To build stronger evidence, future research should recruit larger samples, standardize and compare different light treatment parameters (wavelength, intensity, timing, and session length), and evaluate longer-term use of light therapy for maintenance and relapse prevention in bipolar disorder. Determining optimal dosing and whether light therapy can reduce relapse rates over months to years are important next steps.

About this mental health research article

Source:
University of British Columbia
Media contacts:
Kerry Blackadar – University of British Columbia
Image source:
Image adapted from the University of British Columbia news release.

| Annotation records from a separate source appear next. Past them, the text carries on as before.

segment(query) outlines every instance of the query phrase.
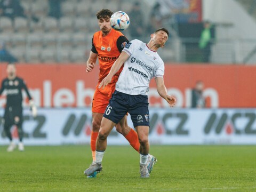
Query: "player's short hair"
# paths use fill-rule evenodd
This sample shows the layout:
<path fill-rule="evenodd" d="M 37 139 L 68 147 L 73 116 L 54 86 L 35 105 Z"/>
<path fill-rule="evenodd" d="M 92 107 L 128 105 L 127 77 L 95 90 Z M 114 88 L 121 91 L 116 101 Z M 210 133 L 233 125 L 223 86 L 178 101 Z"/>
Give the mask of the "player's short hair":
<path fill-rule="evenodd" d="M 156 30 L 155 31 L 155 33 L 156 33 L 157 32 L 159 31 L 161 31 L 161 30 L 162 30 L 163 31 L 164 31 L 165 32 L 166 34 L 167 34 L 167 35 L 168 36 L 168 37 L 169 36 L 169 31 L 168 31 L 168 30 L 167 30 L 166 28 L 159 28 L 158 29 L 157 29 L 157 30 Z"/>
<path fill-rule="evenodd" d="M 97 13 L 96 16 L 97 17 L 98 19 L 100 19 L 101 18 L 106 19 L 107 17 L 110 18 L 113 13 L 114 13 L 109 9 L 102 9 Z"/>
<path fill-rule="evenodd" d="M 9 65 L 13 65 L 14 66 L 14 67 L 16 67 L 16 65 L 14 63 L 14 62 L 9 62 L 8 63 L 7 63 L 7 66 L 9 66 Z"/>

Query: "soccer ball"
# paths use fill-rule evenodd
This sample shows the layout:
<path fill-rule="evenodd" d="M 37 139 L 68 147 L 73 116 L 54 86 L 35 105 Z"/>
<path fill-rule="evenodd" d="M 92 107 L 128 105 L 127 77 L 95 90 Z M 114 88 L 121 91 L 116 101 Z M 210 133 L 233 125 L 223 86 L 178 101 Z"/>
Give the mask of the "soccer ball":
<path fill-rule="evenodd" d="M 129 26 L 129 17 L 123 11 L 117 11 L 111 16 L 110 25 L 114 29 L 119 31 L 123 31 Z"/>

Original research: “Light Therapy for Patients With Bipolar Depression: Systematic Review and Meta-Analysis of Randomized Controlled Trials.” Authors include Raymond W. Lam and colleagues. Published in the Canadian Journal of Psychiatry (closed access), doi: 10.1177/0706743719892471.

Abstract (summary)

Objective: Bipolar disorder presents treatment challenges, particularly for depressive episodes. Light therapy is an evidence-based nonpharmacological approach for major depression, but its efficacy in bipolar depression is less clear. This review and meta-analysis evaluated adjunctive light therapy in randomized, double-blind, placebo-controlled trials in patients with bipolar disorder.

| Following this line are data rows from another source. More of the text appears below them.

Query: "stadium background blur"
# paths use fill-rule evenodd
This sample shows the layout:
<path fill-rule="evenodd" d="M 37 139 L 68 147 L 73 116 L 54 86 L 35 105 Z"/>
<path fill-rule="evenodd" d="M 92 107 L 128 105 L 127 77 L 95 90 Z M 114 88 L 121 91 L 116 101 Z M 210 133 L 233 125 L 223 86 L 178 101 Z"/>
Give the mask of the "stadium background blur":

Methods: Databases were searched through June 30, 2019, to identify randomized controlled trials. Primary outcomes assessed change in clinician-rated depressive symptoms; secondary outcomes included clinical response, remission, acceptability, and treatment-emergent mood switches. Outcomes were pooled using random-effects meta-analysis.

Results: Seven trials including 259 patients were identified. Light therapy produced a significant improvement in depression rating scores and increased odds of clinical response compared with control conditions, with no significant increase in affective switching to mania. Study limitations included heterogeneous light parameters, small sample sizes, short treatment durations, and variable study quality.

Conclusion: Current evidence provides positive but not yet conclusive support for adjunctive light therapy in reducing symptoms of bipolar depression and improving clinical response rates. Light therapy appears well tolerated with no clear increase in risk of mood switching, but larger, more rigorous trials are needed to define optimal treatment protocols and long-term benefits.